Are you Beer Color Blind?

Do you like Dark Beers or avoid them like the plague?  Why is a Fest Beer golden or an Oktoberfest orangish brown?  Does the beer’s color affect its flavor?  What is color and how is it measured in beer? The frequencies an object radiates electromagnetic radiation determines the color we see.
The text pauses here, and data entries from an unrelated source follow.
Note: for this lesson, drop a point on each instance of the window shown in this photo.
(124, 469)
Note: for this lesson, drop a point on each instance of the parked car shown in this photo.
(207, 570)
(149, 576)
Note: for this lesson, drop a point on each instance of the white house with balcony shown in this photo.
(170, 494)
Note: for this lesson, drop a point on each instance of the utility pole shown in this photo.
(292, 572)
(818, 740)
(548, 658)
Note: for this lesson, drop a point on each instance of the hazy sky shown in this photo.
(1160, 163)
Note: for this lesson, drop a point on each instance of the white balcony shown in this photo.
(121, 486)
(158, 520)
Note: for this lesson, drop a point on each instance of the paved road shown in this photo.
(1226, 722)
This ranges from 420 nm, which appears indigo through 750 nm, seen as a red so deep it looks black.  Beer color is measured on a scale from 1 to 60 known as the Standard Reference Method or SRM for short.

What does this mean to your taste buds?  Well, the lighter your beer’s color the lower it’s SRM and the darker your beer the higher it’s SRM.  According to the Beer Judge Certification Program, an American Light Lager has an SRM of 2 to 3 (CBH S189 is about 3 SRM).  American IPA’s range from SRM 6 to 14 (CBH IPA is about 7 SRM) and an Irish Stout should be between SRM 25 to 40 (CBH 3 Steve Stout is about 36 SRM).  While the color of your beer may provide the first clues about its taste, color is not a reliable indication of the actual taste.
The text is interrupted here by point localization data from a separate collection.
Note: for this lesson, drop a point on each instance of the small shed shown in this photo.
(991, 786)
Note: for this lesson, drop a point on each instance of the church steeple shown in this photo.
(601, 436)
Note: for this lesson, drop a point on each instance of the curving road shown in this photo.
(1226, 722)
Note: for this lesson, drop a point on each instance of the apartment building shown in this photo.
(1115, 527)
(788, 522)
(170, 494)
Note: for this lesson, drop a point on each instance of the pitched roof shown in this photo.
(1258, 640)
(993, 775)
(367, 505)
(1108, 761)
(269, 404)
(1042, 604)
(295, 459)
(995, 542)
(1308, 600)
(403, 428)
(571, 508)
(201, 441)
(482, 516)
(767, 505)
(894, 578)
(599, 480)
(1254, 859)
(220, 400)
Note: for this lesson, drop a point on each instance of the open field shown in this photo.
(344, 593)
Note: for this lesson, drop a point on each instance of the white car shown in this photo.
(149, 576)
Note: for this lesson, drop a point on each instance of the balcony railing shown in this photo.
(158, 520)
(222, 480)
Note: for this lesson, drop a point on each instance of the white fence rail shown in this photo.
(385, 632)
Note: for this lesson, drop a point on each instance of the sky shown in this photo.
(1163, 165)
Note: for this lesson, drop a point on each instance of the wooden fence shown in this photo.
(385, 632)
Every stage of brewing beer affects the final color and taste.  One of the most influential factors is the types of grain used.  Malting is the process of converting raw grains into something that can be used for brewing called malts.  The more the grains are roasted after malting, the darker its color. This coloring is due to the Maillard Reaction and contributes a lot of your beer’s flavors and aromas, including caramel, coffee and chocolate as the most noticeable.
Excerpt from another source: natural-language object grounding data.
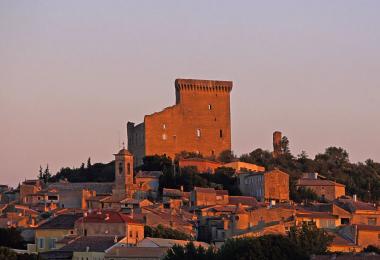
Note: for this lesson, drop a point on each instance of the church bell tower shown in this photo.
(123, 174)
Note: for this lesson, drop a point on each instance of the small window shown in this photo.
(41, 243)
(52, 243)
(120, 168)
(372, 221)
(198, 132)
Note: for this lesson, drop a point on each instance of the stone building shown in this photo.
(110, 223)
(277, 147)
(325, 189)
(199, 122)
(265, 186)
(124, 183)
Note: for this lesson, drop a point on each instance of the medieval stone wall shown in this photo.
(199, 122)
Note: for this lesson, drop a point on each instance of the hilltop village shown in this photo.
(151, 206)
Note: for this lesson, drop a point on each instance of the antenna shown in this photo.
(118, 144)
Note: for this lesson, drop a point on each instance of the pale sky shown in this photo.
(72, 73)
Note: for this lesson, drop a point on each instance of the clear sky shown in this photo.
(72, 73)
Once the grains and malts are chosen, time and pH in the mashing process also affects color and flavors. During fermentation, yeast and particle removal will change the color and flavor of the final beer.   Then of course there are adjuncts that get added to the beer.  Many adjuncts will radically affect the beer ‘s color, especially fruits like raspberries or blueberries added to cream ale. 

Just because a beer is dark, it does not mean it is heavy or higher in alcohol.  A Guiness Stout is a light thin beer with an abv about 4.2% but dark in color.  Then on the lighter color side, a Golden Strong Ale is usually thicker tasting and above 8% abv. Try a range of different colored beers and see how the colors affect what you really taste.  Breweries and Brew Pubs will let you order beer samples so you don’t have to drink a six pack to try many different beers.  You can blind taste them and see which you really enjoy.